The breeze picked up her yellow hair, which hung uncurled and unconfined, and threw it out behind her like a flag. Her eyes, granite gray, blazed. If her husband was anywhere near as formidable as she, Moss thought, he’d be one dangerous Canuck with a rifle in his hands. Just for a moment, she put the flier in mind of a Viking, and made him wonder, only a little less than seriously, if she’d charge down on him and Stone.

She did take a step toward the two Americans. It was not a charge, though. Her face crumpled; tears ran down her cheeks. Her voice choked, she said, “Go on. Can you not have at least the simple human decency to let me be? Is that too much to ask?”

Without answering her, without looking at Percy Stone, Moss started riding again. A moment later, the former photographer from Ohio joined him. “Quite a lot of woman there,” Stone remarked after a bit.

Jonathan Moss nodded. “Quite a lot of lady there, too,” he said. “After a while, you forget the difference between the one and the other, till it up and stares you in the face.”

Stone nodded. “A woman like that-” He sighed. “She makes you wish she liked the USA better. If we could win over that kind of people, we’d win the war and the peace both.”

“I wonder what they do in Canada instead of Remembrance Day,” Moss said. “They’ve been on top so long, they don’t know what it’s like to be on the bottom. And”-he tried to forestall his friend-“I don’t give a damn about what the first Laura Secord did a hundred years ago.”
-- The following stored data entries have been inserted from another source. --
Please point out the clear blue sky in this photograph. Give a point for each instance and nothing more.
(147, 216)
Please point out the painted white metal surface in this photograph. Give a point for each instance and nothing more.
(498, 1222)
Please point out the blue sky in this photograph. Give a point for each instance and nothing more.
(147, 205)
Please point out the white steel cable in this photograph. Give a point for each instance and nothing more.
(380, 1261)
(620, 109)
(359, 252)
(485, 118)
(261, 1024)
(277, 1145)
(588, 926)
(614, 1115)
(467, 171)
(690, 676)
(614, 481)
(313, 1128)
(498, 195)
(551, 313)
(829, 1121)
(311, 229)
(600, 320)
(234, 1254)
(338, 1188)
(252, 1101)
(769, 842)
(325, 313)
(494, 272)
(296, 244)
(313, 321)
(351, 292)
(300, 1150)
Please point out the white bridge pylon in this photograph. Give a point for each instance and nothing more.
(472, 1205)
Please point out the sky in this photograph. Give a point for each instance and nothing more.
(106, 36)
“Why not?” Stone said, not about to be forestalled. “If she hadn’t made it through those woods back then, maybe Canada would have been part of the USA the past hundred years, and we wouldn’t have to worry about beating the Canucks now.”

“If I’m going to play the game of might-have-beens, I’d sooner play it with the War of Secession, thanks. If we’d won that and kept the damn Rebs in the United States with us, maybe-”
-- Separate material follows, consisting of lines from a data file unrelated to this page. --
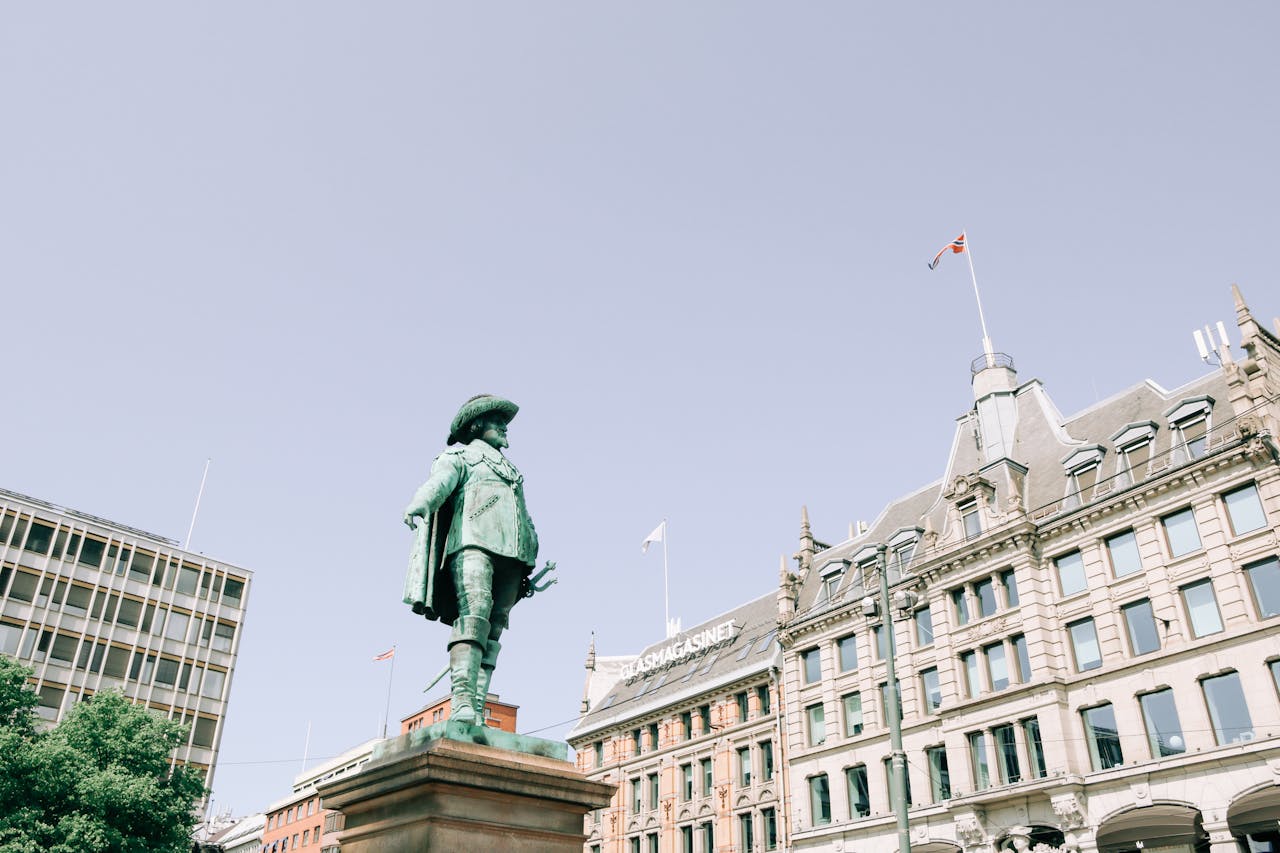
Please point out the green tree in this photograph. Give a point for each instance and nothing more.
(97, 781)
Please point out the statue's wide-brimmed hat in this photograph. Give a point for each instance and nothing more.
(478, 406)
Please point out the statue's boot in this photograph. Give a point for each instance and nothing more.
(466, 647)
(487, 665)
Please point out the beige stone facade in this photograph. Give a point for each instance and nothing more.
(1086, 615)
(691, 743)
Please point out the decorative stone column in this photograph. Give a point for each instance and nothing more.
(453, 787)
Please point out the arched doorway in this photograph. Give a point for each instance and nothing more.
(1255, 820)
(1037, 835)
(1164, 825)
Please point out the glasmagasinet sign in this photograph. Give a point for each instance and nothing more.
(680, 649)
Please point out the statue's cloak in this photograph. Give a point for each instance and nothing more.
(429, 584)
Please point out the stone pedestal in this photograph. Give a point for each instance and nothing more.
(451, 788)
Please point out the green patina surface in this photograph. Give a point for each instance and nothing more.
(474, 548)
(467, 733)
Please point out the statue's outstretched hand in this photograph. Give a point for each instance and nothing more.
(412, 512)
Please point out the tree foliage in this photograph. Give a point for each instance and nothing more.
(97, 781)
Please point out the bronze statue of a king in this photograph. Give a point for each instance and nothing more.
(474, 550)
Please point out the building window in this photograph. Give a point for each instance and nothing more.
(810, 660)
(978, 760)
(746, 831)
(1100, 730)
(1244, 510)
(1024, 661)
(940, 776)
(1228, 708)
(1123, 552)
(888, 780)
(960, 605)
(931, 689)
(972, 680)
(1006, 755)
(1010, 583)
(1191, 437)
(859, 792)
(1141, 623)
(997, 665)
(1070, 573)
(848, 649)
(762, 698)
(769, 819)
(970, 519)
(881, 642)
(1134, 460)
(1084, 644)
(1164, 730)
(853, 703)
(817, 725)
(766, 760)
(886, 697)
(1180, 533)
(1034, 747)
(1080, 482)
(1265, 582)
(819, 799)
(984, 591)
(1202, 607)
(923, 620)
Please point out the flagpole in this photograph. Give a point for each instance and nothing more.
(986, 340)
(389, 676)
(666, 591)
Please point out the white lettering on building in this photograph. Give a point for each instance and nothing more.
(680, 649)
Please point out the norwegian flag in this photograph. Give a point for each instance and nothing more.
(956, 246)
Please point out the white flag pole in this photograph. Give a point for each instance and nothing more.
(666, 593)
(986, 340)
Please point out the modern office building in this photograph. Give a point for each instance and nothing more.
(1086, 625)
(689, 731)
(94, 605)
(300, 821)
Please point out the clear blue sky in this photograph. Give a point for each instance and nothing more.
(689, 238)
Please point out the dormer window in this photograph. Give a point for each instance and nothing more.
(1189, 422)
(1133, 450)
(1082, 474)
(970, 520)
(901, 548)
(832, 575)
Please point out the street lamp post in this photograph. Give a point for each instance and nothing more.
(894, 710)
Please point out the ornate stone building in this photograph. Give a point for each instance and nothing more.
(1086, 624)
(689, 731)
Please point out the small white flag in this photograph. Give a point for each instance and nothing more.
(658, 534)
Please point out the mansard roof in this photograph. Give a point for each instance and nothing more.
(749, 651)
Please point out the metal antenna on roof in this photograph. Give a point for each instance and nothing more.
(1214, 351)
(186, 546)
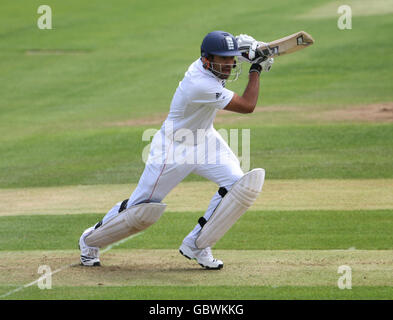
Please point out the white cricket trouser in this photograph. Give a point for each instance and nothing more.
(171, 162)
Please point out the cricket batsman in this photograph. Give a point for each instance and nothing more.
(188, 143)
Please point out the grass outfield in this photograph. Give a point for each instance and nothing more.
(76, 99)
(271, 230)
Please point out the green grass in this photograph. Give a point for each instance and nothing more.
(123, 62)
(270, 230)
(114, 155)
(202, 293)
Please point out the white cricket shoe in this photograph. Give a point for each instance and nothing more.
(203, 256)
(89, 255)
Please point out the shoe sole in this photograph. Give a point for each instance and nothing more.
(95, 264)
(220, 266)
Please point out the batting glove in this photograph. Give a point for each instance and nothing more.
(248, 47)
(265, 65)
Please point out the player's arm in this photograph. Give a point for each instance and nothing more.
(247, 102)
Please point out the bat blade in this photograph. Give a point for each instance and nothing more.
(288, 44)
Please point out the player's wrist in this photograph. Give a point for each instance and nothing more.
(255, 67)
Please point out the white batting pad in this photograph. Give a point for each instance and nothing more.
(130, 221)
(234, 204)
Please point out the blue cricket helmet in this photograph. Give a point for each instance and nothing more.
(219, 43)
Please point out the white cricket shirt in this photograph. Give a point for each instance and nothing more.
(197, 99)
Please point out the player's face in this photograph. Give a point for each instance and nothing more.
(223, 66)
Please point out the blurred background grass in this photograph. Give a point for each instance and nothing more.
(114, 62)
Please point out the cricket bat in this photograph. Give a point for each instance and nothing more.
(289, 44)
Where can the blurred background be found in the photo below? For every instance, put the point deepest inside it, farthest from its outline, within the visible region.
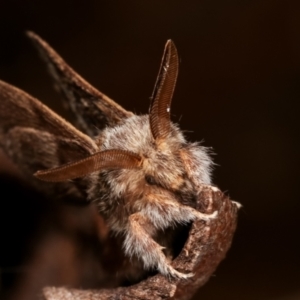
(238, 90)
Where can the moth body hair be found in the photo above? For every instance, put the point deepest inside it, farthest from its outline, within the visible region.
(139, 170)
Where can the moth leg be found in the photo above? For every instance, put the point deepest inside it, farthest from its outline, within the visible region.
(164, 212)
(139, 242)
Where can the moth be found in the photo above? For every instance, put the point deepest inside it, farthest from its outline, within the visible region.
(139, 170)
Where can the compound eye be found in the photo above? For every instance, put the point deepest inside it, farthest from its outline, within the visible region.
(150, 180)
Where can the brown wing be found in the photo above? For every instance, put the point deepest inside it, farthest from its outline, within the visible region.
(92, 109)
(34, 137)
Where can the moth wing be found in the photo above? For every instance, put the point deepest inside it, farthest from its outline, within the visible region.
(92, 109)
(35, 138)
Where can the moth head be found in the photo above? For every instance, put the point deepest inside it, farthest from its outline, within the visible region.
(145, 152)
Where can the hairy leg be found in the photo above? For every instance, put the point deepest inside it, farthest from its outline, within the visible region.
(138, 241)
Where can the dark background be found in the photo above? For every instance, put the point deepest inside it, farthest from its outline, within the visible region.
(238, 90)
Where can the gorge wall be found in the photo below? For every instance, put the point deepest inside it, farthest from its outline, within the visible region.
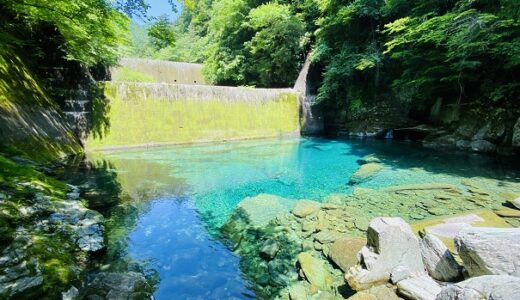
(30, 120)
(166, 112)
“Fat chance,” Percy Stone said. “They had England and France on their side, and Lee and Jackson for generals. Jackson licked us again twenty years later, too. And what did we have? President Abraham Lincoln!” His lip curled contemptuously.

Moss sighed and nodded. Might-have-beens was a stupid game, when you got right down to it. Look back on things, and you couldn’t help but see they’d come out the way they had to come out.